Re: [PATCH 1/3] commit: convert pop_most_recent_commit() to prio_queue

René Scharfe <l.s.r@xxxxxx> · Wed, 16 Jul 2025 11:39:49 +0200

On 7/16/25 7:05 AM, Jeff King wrote:
> On Tue, Jul 15, 2025 at 04:51:07PM +0200, René Scharfe wrote:
> 
>> pop_most_recent_commit() calls commit_list_insert_by_date(), which and
>> is itself called in a loop, which can lead to quadratic complexity.
>> Replace the commit_list with a prio_queue to ensure logarithmic worst
>> case complexity and convert all three users.
> 
> I guess I'm cc'd because of my frequent complains about the quadratic
> nature of our commit lists? :)

And because you introduced prio_queue.

> Mostly I asked because I had to look at pop_most_recent_commit() to see
> what operation would be made faster here. Looks like it's mostly ":/",
> but maybe also fetch's mark_recent_complete_commits()? I guess we might
> hit that if you have a huge number of refs?

The :/ handling was the easiest to test for me.  fetch_pack() and
walker_fetch() require some server side to set up, which seems not worth
it just to demonstrate quadratic behavior.  Having thousands of refs
would make the list long enough to notice, as would having lots of
merges.

My general idea is to get rid of commit_list_insert_by_date() eventually
to avoid quadratic complexity.

> I actually have a series turning rev_info.commits into a prio_queue
> which I need to polish up (mostly just writing commit messages; I've
> been running with it for almost 2 years without trouble). Ironically it
> does not touch this spot, as these commit lists are formed on their own.

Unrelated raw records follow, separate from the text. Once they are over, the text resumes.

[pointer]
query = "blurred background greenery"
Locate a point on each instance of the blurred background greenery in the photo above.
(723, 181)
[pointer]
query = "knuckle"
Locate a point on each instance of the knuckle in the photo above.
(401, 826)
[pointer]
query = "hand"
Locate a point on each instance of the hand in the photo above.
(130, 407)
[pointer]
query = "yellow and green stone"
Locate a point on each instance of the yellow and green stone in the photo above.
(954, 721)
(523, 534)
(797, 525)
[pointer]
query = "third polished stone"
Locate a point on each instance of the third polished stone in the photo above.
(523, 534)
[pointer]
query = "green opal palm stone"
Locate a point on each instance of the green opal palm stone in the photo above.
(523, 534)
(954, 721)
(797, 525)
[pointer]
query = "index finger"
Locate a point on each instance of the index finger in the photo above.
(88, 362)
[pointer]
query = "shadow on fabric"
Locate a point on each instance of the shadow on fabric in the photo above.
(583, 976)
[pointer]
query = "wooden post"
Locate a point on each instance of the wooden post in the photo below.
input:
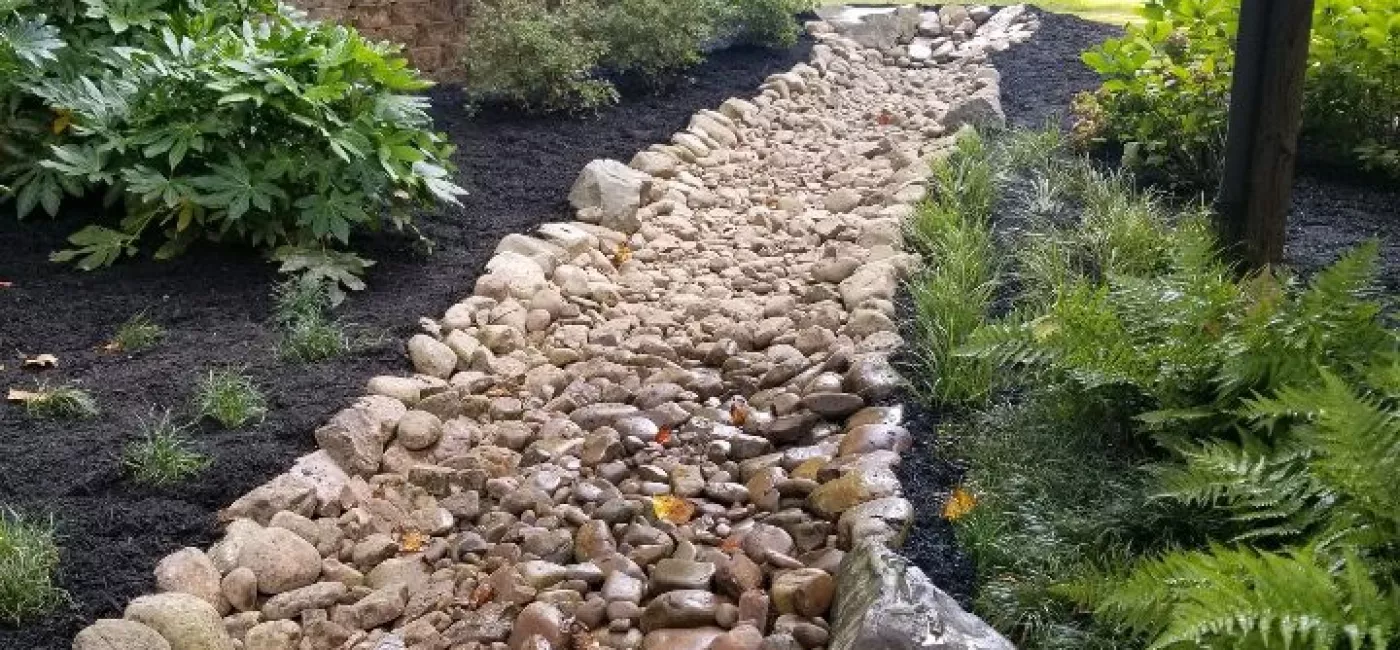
(1264, 116)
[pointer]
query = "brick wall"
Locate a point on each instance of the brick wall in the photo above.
(430, 30)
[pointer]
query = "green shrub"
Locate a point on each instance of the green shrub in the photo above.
(1166, 87)
(163, 454)
(227, 121)
(28, 558)
(230, 398)
(522, 53)
(766, 21)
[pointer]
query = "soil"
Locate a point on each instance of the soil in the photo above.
(214, 304)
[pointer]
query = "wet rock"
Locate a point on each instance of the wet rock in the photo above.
(539, 619)
(682, 608)
(804, 591)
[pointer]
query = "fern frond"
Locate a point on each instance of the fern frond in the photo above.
(1266, 489)
(1239, 597)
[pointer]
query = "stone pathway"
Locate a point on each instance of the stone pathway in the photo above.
(665, 425)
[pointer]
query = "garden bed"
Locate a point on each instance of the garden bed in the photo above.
(216, 303)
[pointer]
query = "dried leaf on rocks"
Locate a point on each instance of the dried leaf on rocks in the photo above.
(959, 503)
(412, 542)
(21, 395)
(622, 254)
(672, 509)
(731, 544)
(41, 362)
(739, 413)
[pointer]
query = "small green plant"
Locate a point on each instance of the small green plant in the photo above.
(28, 559)
(62, 402)
(163, 454)
(527, 55)
(137, 334)
(314, 341)
(230, 398)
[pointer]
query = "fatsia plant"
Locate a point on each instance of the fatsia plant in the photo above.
(230, 121)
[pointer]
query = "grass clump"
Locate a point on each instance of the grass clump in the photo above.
(308, 334)
(28, 558)
(230, 398)
(163, 454)
(137, 334)
(62, 402)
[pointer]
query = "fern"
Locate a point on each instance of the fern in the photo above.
(1269, 492)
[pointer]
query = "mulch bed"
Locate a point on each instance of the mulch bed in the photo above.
(216, 307)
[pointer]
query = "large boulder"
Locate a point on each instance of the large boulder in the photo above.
(109, 633)
(886, 603)
(186, 621)
(613, 189)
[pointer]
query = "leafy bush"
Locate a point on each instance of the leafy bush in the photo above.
(227, 121)
(522, 53)
(1166, 87)
(653, 38)
(766, 21)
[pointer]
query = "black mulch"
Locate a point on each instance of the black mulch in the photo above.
(216, 306)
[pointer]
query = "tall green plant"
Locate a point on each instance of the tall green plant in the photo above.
(230, 121)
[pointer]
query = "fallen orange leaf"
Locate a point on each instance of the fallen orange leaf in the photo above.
(672, 509)
(412, 541)
(739, 413)
(622, 254)
(480, 596)
(959, 503)
(21, 395)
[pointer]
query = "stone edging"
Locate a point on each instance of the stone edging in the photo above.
(664, 425)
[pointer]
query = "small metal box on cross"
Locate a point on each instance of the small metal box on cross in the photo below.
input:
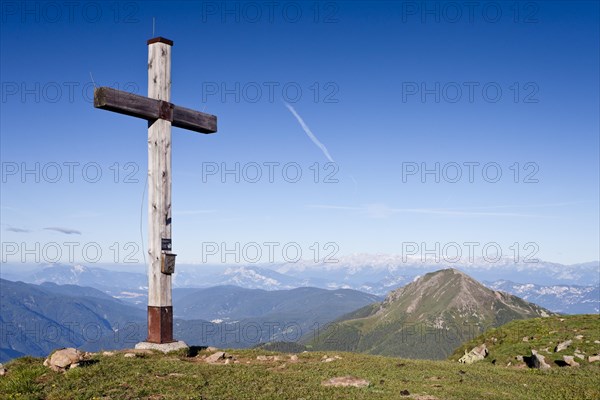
(161, 114)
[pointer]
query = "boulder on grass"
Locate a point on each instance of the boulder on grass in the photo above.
(476, 354)
(64, 359)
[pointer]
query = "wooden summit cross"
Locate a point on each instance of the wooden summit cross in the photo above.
(161, 114)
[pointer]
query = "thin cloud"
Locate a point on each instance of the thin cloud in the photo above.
(309, 133)
(17, 230)
(66, 231)
(194, 212)
(383, 211)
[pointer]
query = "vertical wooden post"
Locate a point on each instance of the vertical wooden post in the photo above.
(160, 307)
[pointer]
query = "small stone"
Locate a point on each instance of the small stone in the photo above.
(63, 359)
(562, 346)
(345, 381)
(570, 360)
(476, 354)
(538, 361)
(219, 355)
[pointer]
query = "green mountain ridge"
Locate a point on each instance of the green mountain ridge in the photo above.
(428, 318)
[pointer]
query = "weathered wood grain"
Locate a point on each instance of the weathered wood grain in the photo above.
(121, 102)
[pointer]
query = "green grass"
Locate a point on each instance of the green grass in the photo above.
(178, 376)
(506, 342)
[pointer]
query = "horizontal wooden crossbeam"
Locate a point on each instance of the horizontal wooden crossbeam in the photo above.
(149, 109)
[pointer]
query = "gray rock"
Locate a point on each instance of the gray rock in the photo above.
(476, 354)
(164, 347)
(563, 345)
(219, 355)
(345, 381)
(570, 360)
(538, 361)
(63, 359)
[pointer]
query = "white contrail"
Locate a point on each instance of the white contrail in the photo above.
(309, 133)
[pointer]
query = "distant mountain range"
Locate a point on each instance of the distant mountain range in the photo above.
(428, 318)
(36, 319)
(560, 288)
(568, 299)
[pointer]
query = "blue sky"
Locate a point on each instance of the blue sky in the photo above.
(385, 87)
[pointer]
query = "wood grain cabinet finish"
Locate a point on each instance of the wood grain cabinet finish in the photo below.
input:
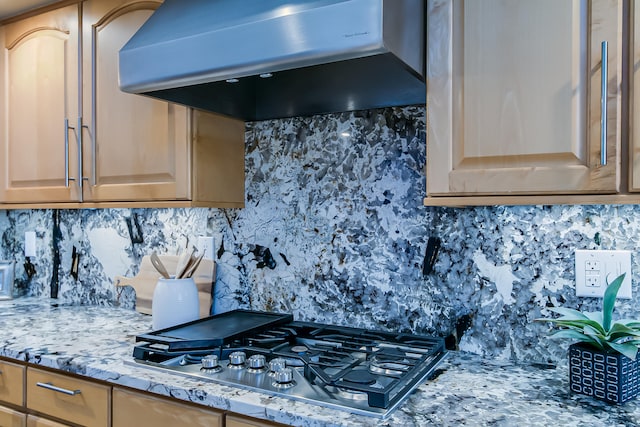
(62, 67)
(136, 409)
(634, 70)
(12, 418)
(68, 398)
(34, 421)
(514, 98)
(236, 421)
(12, 383)
(39, 93)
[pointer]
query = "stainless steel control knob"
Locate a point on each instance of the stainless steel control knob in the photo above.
(237, 358)
(210, 361)
(284, 376)
(277, 364)
(257, 361)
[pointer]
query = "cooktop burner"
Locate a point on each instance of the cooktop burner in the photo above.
(362, 371)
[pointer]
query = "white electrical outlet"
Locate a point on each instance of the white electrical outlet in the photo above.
(30, 243)
(205, 243)
(594, 269)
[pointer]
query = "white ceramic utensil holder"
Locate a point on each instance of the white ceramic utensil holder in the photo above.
(175, 301)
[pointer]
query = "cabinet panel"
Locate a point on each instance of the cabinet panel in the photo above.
(12, 418)
(12, 383)
(87, 403)
(135, 409)
(235, 421)
(136, 147)
(39, 73)
(513, 98)
(33, 421)
(634, 116)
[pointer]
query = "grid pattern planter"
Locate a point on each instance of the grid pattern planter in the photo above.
(607, 376)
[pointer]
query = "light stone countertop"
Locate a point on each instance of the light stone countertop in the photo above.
(95, 341)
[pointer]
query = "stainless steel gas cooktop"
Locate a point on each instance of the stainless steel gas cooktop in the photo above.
(357, 370)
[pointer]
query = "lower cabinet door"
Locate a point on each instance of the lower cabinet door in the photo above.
(235, 421)
(68, 398)
(12, 383)
(33, 421)
(141, 410)
(12, 418)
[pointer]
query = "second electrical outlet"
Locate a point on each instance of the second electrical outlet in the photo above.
(594, 269)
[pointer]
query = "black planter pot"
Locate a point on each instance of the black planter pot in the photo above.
(608, 376)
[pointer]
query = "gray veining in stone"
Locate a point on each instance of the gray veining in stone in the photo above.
(337, 200)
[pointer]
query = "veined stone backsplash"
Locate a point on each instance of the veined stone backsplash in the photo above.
(337, 201)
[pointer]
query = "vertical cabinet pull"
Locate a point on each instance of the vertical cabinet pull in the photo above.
(603, 105)
(50, 386)
(67, 178)
(80, 159)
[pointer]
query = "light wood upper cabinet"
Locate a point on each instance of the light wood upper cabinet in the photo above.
(514, 98)
(39, 93)
(122, 149)
(634, 110)
(135, 147)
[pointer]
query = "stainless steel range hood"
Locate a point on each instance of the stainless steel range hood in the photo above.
(263, 59)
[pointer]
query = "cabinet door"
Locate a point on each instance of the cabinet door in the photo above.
(12, 418)
(33, 421)
(12, 383)
(514, 97)
(236, 421)
(68, 398)
(39, 73)
(634, 117)
(135, 147)
(136, 409)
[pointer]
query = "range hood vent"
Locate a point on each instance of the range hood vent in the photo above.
(265, 59)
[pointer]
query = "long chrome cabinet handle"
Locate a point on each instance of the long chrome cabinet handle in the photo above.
(603, 105)
(80, 159)
(67, 178)
(50, 386)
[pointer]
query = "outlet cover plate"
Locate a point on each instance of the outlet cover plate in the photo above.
(594, 269)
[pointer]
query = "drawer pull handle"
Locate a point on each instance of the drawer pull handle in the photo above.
(50, 386)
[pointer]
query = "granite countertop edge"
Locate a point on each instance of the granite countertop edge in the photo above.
(467, 389)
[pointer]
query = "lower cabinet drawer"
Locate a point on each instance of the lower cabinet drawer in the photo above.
(141, 410)
(70, 399)
(12, 383)
(12, 418)
(33, 421)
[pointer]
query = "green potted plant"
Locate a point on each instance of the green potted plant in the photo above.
(603, 362)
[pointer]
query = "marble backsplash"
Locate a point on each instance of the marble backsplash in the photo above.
(334, 231)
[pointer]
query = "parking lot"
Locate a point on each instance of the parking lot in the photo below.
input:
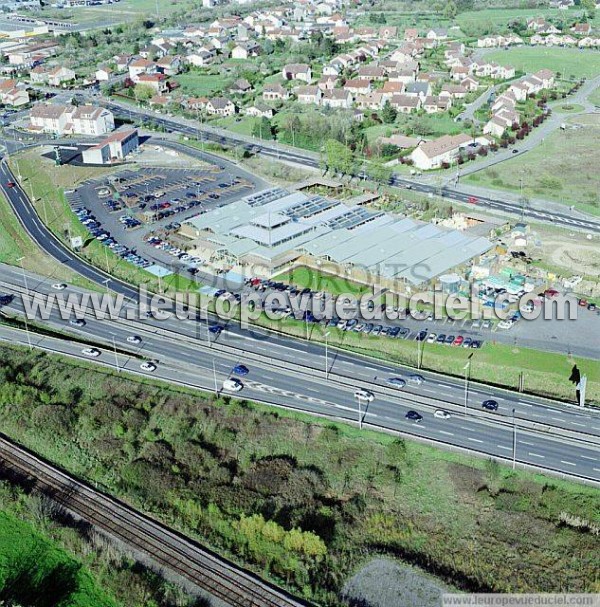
(134, 211)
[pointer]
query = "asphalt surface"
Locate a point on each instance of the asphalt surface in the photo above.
(302, 158)
(293, 374)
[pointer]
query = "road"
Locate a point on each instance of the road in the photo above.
(293, 375)
(307, 159)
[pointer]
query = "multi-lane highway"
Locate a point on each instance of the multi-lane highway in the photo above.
(308, 159)
(293, 374)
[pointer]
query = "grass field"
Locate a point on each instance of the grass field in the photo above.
(563, 168)
(201, 85)
(567, 61)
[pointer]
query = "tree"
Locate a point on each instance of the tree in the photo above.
(388, 113)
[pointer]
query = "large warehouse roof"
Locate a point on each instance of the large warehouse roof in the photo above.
(276, 224)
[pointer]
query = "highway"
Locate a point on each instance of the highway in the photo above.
(305, 158)
(561, 440)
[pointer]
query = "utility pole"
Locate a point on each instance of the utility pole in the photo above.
(20, 260)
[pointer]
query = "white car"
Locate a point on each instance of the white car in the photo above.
(362, 394)
(232, 385)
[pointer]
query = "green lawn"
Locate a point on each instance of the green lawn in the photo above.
(568, 61)
(201, 85)
(563, 168)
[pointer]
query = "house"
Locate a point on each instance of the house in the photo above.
(297, 71)
(582, 29)
(114, 148)
(220, 106)
(68, 119)
(418, 89)
(405, 104)
(275, 92)
(170, 65)
(309, 95)
(60, 75)
(158, 82)
(141, 66)
(260, 110)
(445, 149)
(358, 87)
(456, 91)
(240, 87)
(337, 98)
(103, 74)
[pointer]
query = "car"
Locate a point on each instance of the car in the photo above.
(362, 394)
(397, 382)
(416, 379)
(490, 405)
(232, 385)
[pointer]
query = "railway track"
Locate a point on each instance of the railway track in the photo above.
(213, 574)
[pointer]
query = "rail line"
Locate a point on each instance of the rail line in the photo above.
(166, 547)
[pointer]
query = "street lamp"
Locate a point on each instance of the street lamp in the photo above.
(327, 356)
(20, 260)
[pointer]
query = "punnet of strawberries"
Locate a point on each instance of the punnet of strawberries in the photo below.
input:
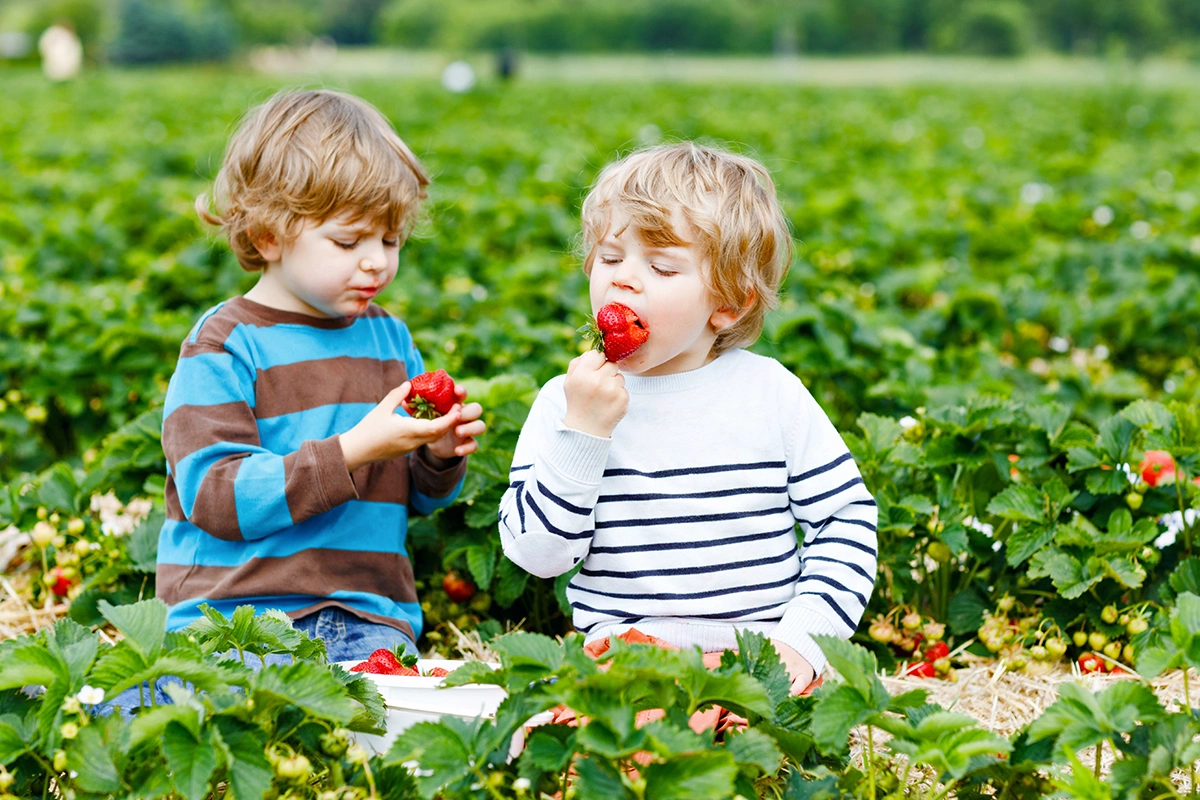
(396, 662)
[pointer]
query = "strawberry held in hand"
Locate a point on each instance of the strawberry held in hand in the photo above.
(431, 395)
(617, 331)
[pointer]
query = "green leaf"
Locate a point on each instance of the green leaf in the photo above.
(190, 759)
(755, 747)
(481, 563)
(143, 542)
(697, 776)
(510, 582)
(249, 771)
(855, 663)
(521, 648)
(598, 779)
(305, 685)
(1019, 501)
(142, 624)
(837, 711)
(1025, 541)
(90, 757)
(881, 432)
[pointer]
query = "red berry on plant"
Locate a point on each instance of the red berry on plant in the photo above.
(1158, 467)
(459, 589)
(431, 395)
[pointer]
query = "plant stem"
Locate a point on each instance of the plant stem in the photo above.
(870, 764)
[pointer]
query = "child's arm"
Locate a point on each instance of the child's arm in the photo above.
(547, 515)
(838, 517)
(228, 483)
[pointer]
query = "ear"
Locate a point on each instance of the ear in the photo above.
(268, 245)
(727, 316)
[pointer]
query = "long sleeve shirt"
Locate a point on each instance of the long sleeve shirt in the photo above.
(261, 506)
(725, 499)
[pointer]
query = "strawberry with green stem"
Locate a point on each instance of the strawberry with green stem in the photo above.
(431, 395)
(617, 331)
(388, 662)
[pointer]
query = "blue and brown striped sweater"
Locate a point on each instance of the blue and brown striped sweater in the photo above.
(261, 507)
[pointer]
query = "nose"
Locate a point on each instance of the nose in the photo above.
(625, 276)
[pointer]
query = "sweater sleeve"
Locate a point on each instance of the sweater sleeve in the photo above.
(547, 515)
(838, 518)
(229, 485)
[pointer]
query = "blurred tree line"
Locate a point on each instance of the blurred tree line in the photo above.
(154, 30)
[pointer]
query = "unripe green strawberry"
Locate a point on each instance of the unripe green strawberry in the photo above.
(1056, 648)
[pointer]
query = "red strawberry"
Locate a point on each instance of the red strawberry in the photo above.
(1158, 467)
(460, 590)
(388, 662)
(936, 650)
(617, 331)
(431, 396)
(922, 669)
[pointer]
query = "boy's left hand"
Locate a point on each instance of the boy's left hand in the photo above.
(461, 439)
(798, 667)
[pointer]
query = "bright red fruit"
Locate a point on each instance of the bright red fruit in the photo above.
(937, 650)
(58, 582)
(388, 662)
(922, 669)
(1158, 467)
(617, 331)
(431, 396)
(459, 589)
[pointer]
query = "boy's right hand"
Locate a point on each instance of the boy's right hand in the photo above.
(597, 398)
(384, 434)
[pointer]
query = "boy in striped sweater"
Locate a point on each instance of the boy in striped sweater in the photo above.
(676, 477)
(291, 471)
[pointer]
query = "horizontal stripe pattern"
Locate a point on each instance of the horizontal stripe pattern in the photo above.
(718, 518)
(261, 507)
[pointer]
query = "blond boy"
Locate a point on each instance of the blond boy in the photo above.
(291, 473)
(678, 475)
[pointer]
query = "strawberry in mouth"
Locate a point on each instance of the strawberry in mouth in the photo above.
(616, 330)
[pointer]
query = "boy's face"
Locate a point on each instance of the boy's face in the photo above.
(333, 269)
(667, 288)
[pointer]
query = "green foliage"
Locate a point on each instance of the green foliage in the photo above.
(226, 723)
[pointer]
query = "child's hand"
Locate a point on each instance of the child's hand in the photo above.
(798, 667)
(595, 395)
(384, 434)
(461, 439)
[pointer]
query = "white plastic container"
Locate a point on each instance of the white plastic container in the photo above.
(419, 699)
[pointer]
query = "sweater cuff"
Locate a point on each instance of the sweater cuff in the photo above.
(576, 455)
(797, 629)
(333, 476)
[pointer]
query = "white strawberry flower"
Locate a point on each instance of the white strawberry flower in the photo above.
(90, 696)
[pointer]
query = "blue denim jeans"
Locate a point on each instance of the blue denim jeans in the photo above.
(346, 637)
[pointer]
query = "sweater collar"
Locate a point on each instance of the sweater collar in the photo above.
(682, 382)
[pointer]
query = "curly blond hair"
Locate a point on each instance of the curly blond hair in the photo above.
(730, 203)
(306, 156)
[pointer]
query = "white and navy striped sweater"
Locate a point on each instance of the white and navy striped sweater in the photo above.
(685, 519)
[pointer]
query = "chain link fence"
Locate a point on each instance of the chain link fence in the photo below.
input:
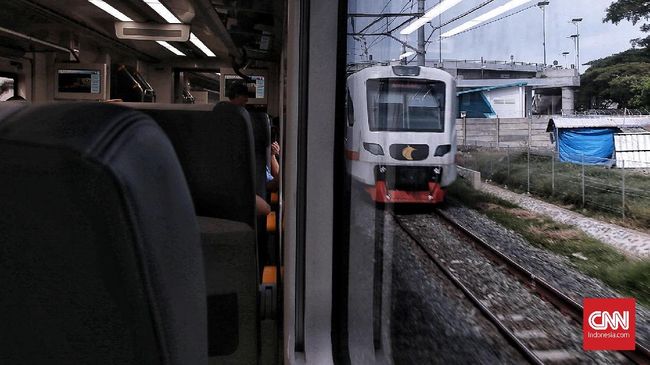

That is not a coincidence.  I had a look at that series and tried to
reach its goals while keeping rev_info.commits a commit_list.  Why?
Mostly being vaguely uncomfortable with prio_queue' memory overhead,
lack of type safety and dual use as a stack.  I still used it, but only
as local variable, not in the central struct rev_info.

Anyway, I failed; revision.c::get_revision_1() took an 8% performance
hit in my versions and none in yours, and I couldn't figure out why.
Perhaps I should revisit it with the new prio_queue_replace() in hand,
hmm..  For now I try to salvage the commit_list_insert_by_date()
replacement work outside of revision.c from that effort. 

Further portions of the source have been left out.